As for that price tag, it might not be among the heftiest for long. "By New York, London, and San Francisco standards," Friedman says, "we're not that expensive. Boston is one of the great cities, with the greatest academic institutions, cultural institutions, and biotechnology, and it's

really stepping onto the world stage, so we're just catching up pricewise. Boston's been undervalued for a long time."

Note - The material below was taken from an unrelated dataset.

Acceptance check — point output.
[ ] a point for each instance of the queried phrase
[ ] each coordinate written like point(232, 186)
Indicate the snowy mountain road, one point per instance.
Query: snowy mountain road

The 60-story Millennium Tower Boston, opening next year, fills the hole left by Filene’s flagship store in Downtown Crossing.David L. Ryan/Globe staff

MILLENNIUM TOWER BOSTON

ADDRESS: 1 Franklin Street

WHO'S IT FOR? Well-heeled gourmets

COMPLETED BY: Summer 2016

HEIGHT: 685 feet

STORIES: 60

UNITS: 442 condos

PRICE RANGE: $2.4 million to $37.5 million

NUMBER SOLD: 380

BONUS: An endless events calendar of food, wine, and "cultural experiences" and the largest gym of any Boston condo building

DESPITE ITS SEEMINGLY IDEAL location between Boston Common and the Financial District and proximity to the Greenway, Downtown Crossing has struggled to find its footing since the closing of the Filene's flagship store in 2006. That could finally end next year, when Millennium Tower Boston opens, filling the hole — literally — that the retailer's departure left behind.

The building's specs are similar to those of San Francisco's Millennium Tower, which Worth magazine named one of the top 10 residential buildings in the world in 2012. One thing that distinguishes Millennium properties is the La Vie program, described as a "social network of curated food, wine, and cultural experiences" meant to make vertical living a little more homey by helping residents get to know one another through on-site lectures and wine tastings as well as field trips to plays, concerts, and special events like Harbor Islands cruises.

That and the 37,000-square-foot Roche Brothers supermarket next door, with its huge prepared-foods section, will help ensure you'd never have to cook again, but the real draw for gastronomes will be the building's alliance with chef Michael Mina, who owns award-winning restaurants across the country. Mina and sushi chef Ken Tominaga are opening an izakaya — a Japanese version of a pub — in the retail space on the tower's lower floors and will offer a private restaurant for residents and their guests every evening on the club level. But don't worry: You'd be able to work off all those extra calories with a private trainer at the 10,000-square-foot gym, the largest in any Boston condo building.

A rendering of the penthouse in Millennium Tower.

Richard Baumert of Millennium Partners is confident of the local market's comfort with New York-esque rates of nearly $3,000 a square foot. "People want beautifully designed buildings and high-level services," he says, "and they want to live in Boston."